Viernes, 15 de febrero de 2013 | Hoy
Por María Moreno
Si a las mujeres el nombre de pila solitario intenta dejarlas sin apellido en la esfera pública, el apellido precedido del artículo las llama como merecedoras de gloria sobre las glorias: el show que La Cortese dio en Boris tiene un título de peaje pasional. La voz de La Cortese (potente, a veces zumbona, con ese coágulo de tragedia que tenía en la garganta La Maizani pero con más vendetta) es la voz de La Cortese aún en los temas en que nos han acostumbrado, a la vera del original áureo, a que el intérprete se desbarranque en un mimetismo rastrero o se anime a una versión que por intentar todo lo contrario no hace más que gritar su deuda con aquello que desea variar: “Cuesta abajo” de Gardel y Le Pera, “Ay amor” de Bola de Nieve, “Mi último fracaso” de Pedro Infante...

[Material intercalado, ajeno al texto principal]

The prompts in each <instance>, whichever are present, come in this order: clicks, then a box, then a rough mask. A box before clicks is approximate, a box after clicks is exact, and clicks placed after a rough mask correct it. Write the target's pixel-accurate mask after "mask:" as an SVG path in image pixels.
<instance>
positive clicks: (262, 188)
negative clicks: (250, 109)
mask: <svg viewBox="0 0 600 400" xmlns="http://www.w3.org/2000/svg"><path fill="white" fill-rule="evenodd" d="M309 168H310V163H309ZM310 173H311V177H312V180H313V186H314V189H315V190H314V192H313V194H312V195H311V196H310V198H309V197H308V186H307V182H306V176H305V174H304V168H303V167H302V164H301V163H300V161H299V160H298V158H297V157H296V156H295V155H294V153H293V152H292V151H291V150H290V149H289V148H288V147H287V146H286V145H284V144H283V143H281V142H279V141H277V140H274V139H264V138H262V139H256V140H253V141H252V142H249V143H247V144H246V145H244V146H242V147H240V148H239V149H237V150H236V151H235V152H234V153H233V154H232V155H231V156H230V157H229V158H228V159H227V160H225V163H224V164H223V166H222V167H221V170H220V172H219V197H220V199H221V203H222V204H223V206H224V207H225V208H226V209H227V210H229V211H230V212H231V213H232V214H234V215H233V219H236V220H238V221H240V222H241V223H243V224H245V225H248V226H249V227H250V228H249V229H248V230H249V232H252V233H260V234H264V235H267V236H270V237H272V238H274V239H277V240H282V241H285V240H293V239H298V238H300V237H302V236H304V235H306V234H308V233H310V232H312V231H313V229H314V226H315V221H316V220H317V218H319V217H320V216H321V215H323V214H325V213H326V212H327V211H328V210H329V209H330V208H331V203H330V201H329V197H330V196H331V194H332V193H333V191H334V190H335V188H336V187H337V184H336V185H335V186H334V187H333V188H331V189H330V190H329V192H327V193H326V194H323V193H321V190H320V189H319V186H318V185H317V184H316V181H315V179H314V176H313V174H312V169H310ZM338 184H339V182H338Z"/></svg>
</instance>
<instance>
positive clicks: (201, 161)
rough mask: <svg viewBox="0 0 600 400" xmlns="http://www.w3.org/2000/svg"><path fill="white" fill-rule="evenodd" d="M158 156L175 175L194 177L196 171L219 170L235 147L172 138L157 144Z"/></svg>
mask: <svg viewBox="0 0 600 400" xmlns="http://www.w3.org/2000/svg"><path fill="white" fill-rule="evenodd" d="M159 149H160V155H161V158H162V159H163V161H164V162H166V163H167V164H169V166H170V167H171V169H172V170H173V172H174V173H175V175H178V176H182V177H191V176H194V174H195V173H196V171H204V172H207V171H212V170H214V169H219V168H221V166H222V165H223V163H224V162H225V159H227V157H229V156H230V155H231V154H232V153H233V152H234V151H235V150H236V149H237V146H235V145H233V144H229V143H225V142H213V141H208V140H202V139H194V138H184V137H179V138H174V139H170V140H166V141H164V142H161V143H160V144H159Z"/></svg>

Al elegir temas que no revelan la identidad de género o al conservar el narrador masculino original, La Cortese rompe la identificación entre autor, cantante y narrador al mismo tiempo que preserva la universalidad del texto, desobedeciendo altivamente el principio realista pedestre que divide tanto para el tango como para el bolero, entre letras para dama y letras para caballero (el valor literario suele quedar de este lado).
El archivo de una voz como la de La Cortese contiene dolor, venganza, ironía, deseo, brama: sublima pero no estetiza ni es literal en su química: nada de calle amorosa hecha síntesis de gola, escabio y faso, hasta remedar al Goyeneche que, como un médium, convocaba a la voz perdida, inventando una escansión imposible y hasta un ocasional coceo (acá, de vez en cuando, la Cortese lo cita con los pies).
Colette decía que el poder femenino era el mayor porque, conteniendo todos los dones y ni uno menos que el masculino más todos los propios de la mujer, una soberana como ella deseaba poner, al igual que una esclava, todo a los pies de un amor (para despojarse de todo, es preciso tenerlo todo): La Cortese hace la performance de darse sin límites generando la empatía de un público que, uno por uno, una por una, se deja hipnotizar por su propio pasado de amante mientras ella chispea, entre tema y tema de golpe al corazón, con poemas de notables e ironías autobiográficas.
La Cortese no hace su entrega con esa mezquindad de ciertas divas que se despojan sólo hasta la melena revuelta o el bretel caído. En la apoteosis, su voz no tiene género, parece elevarse sobre la coyuntura carnal.
A veces, La Cortese transpira como un púgil (un púgil del amor) o bebe como si acabara de atravesar Atacama: por eso aún con túnica talar, dos piezas existencialistas o túnica bordada de sultana, los dedos llenos de anillos a lo Manucho, cada noche termina desnuda.